Single by Peso Pluma, Tito Double P and Joel de la P

from the album Éxodo
- Language: Spanish
- Released: 21 March 2024
- Genre: corridos tumbados
- Length: 2:21
- Label: Double P
- Songwriters: Jesús Roberto Laija Garcia; Joel Portillo;
- Producers: Ernesto Fernández; Jassiel Ramos; Joel de la P; Peso Pluma; Tito Double P;

Peso Pluma singles chronology
| "No Son Klle" (2024) | "La People II" (2024) | "Humo" (2024) |

Tito Double P singles chronology
| "La Bestia" (2024) | "La People II" (2024) | "Deltas" (2024) |

Joel de la P singles chronology
| "El Comando" (2024) | "La People II" (2024) | "La Pelota" (2024) |

Music video
- "La People II" on YouTube

= La People II =

"La People II" is a song by Mexican singer-songwriter and rapper Peso Pluma, fellow singer-songwriter and rapper Tito Double P, and singer Joel de la P. It was released on 21 March 2024, through Double P Records, as the third single from the Pluma's fourth studio album Éxodo (2024) and is a sequel to Pluma and Tito Double P's collaboration "La People", from the album Génesis (2023). It was written by Tito Double P and Joel de la P, while its production was done by all three singers, along with Ernesto Fernández and Jassiel Ramos.

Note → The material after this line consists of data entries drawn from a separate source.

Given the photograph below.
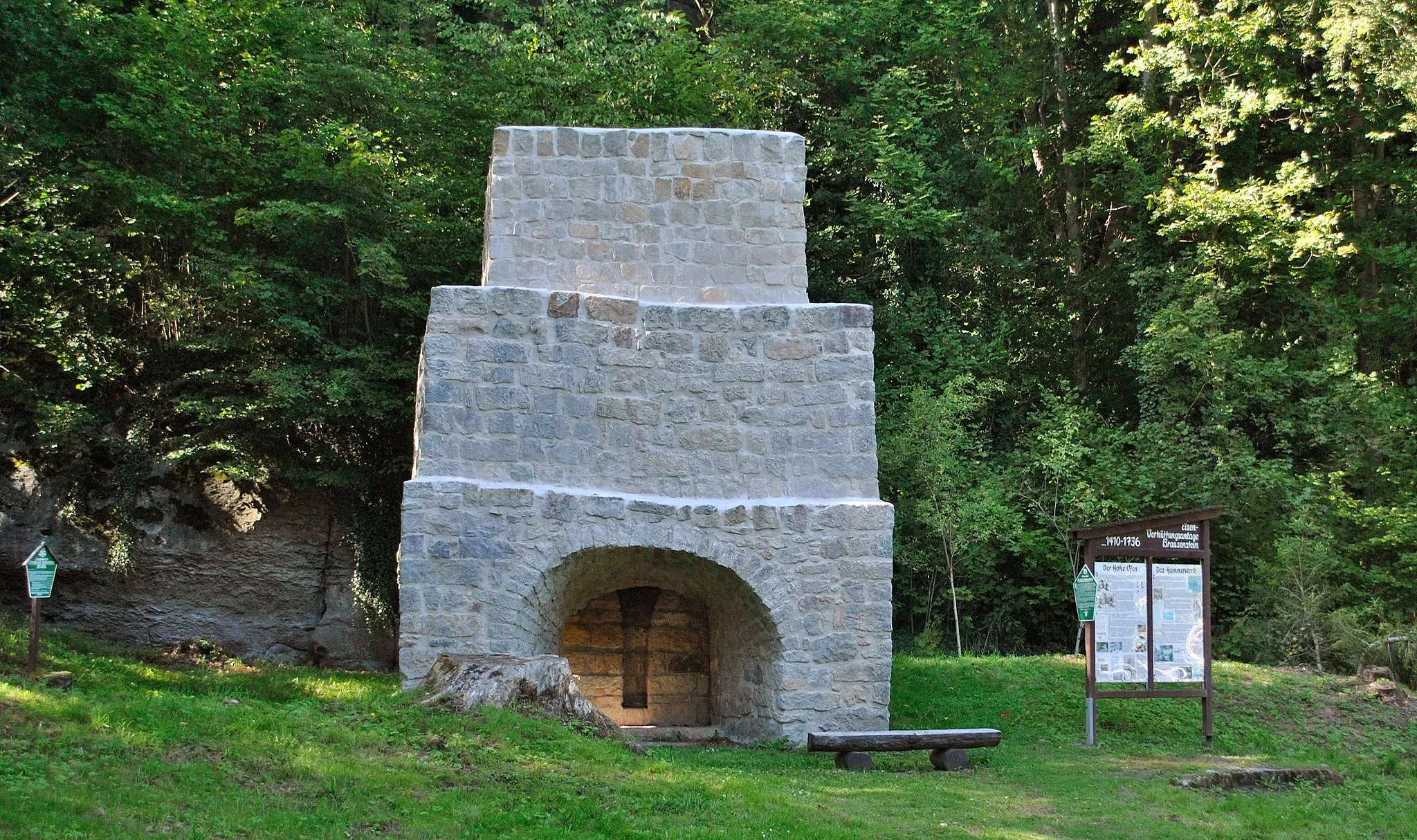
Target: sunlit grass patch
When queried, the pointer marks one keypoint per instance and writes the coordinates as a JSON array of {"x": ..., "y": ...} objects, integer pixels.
[{"x": 149, "y": 745}]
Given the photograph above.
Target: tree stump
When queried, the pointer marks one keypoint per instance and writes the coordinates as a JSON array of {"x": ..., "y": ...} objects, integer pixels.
[{"x": 499, "y": 680}]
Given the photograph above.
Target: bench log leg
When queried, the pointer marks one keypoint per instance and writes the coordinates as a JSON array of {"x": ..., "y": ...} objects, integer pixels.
[
  {"x": 853, "y": 761},
  {"x": 950, "y": 760}
]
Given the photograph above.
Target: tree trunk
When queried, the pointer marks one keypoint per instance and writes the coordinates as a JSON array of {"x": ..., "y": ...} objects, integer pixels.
[{"x": 1060, "y": 24}]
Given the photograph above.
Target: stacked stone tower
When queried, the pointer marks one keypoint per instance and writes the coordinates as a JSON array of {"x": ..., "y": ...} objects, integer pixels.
[{"x": 639, "y": 446}]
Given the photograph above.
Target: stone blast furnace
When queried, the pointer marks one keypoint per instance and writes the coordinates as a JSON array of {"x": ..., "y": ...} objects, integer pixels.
[{"x": 641, "y": 448}]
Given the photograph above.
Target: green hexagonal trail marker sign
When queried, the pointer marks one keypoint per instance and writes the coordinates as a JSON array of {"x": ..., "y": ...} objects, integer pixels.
[
  {"x": 39, "y": 572},
  {"x": 1084, "y": 592}
]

== Background and lyrics ==
Peso Pluma posted a random date, 21 March 2024, on his X (formerly Twitter) account, speculating that his fourth album Éxodo would be released. "La People II" would instead be released, a song that again mentions El Nini, known alias of Néstor Isidro Pérez Salas.

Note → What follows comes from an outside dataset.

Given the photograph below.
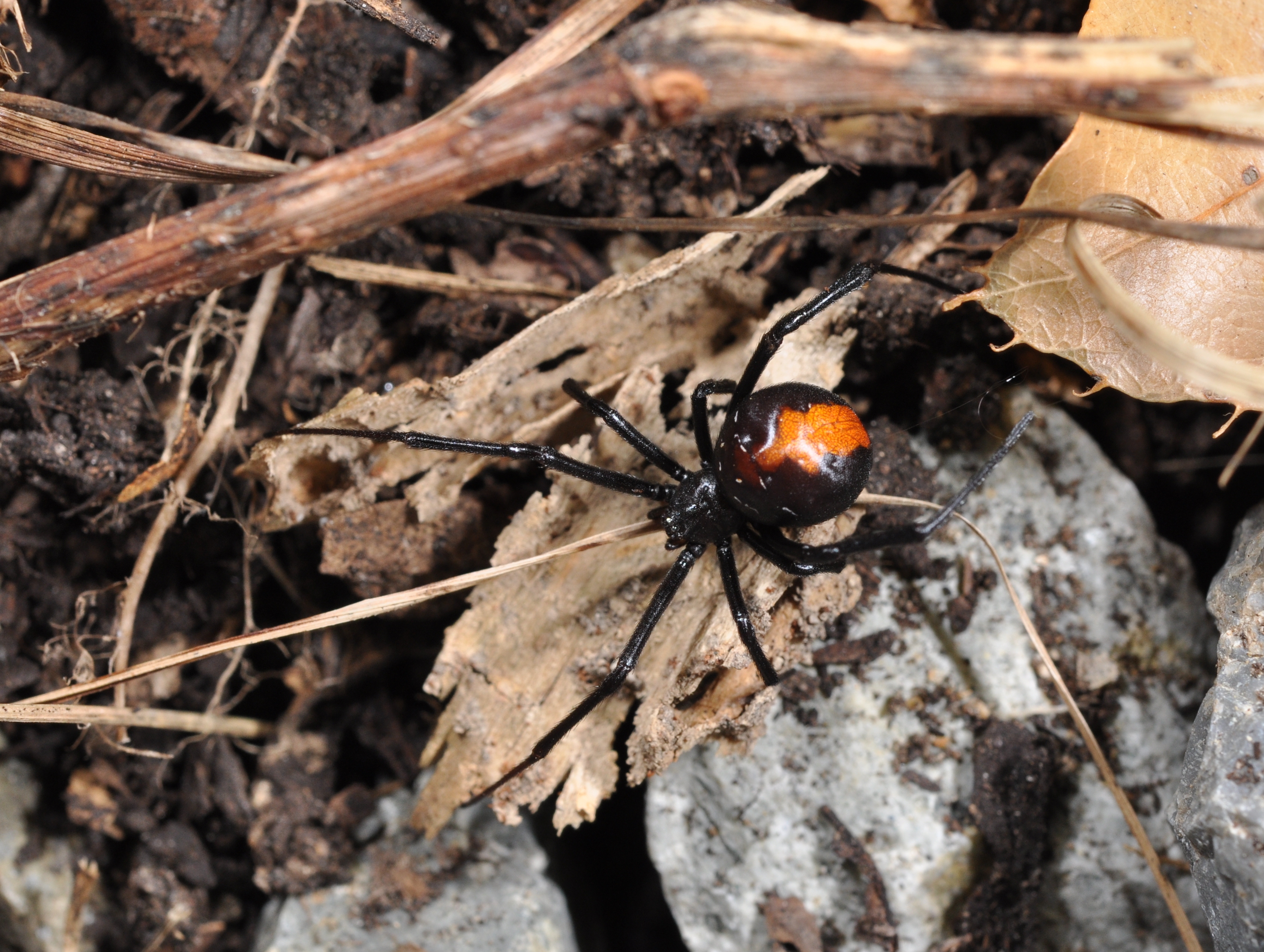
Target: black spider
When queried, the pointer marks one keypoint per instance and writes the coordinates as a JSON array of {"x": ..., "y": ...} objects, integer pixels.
[{"x": 788, "y": 456}]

== Commercial performance ==
"La People II" debuted at number 69 on the Billboard Hot 100 with 9.1 million official streams in the United States, making it the latter two artists' first entry on the chart. It also peaked at number two on the US Hot Latin Songs and Latin Streaming Songs charts.

== Charts ==

Chart performance for "La People II"
| Chart (2023) | Peak position |
|---|---|
| Global 200 (Billboard) | 61 |
| Mexico (Billboard) | 4 |
| US Billboard Hot 100 | 69 |
| US Hot Latin Songs (Billboard) | 2 |

== Certifications ==

Certifications for "La People II"
| Region | Certification | Certified units/sales |
| United States (RIAA) | 18× Platinum (Latin) | 1,080,000^{‡} |
^{‡} Sales+streaming figures based on certification alone.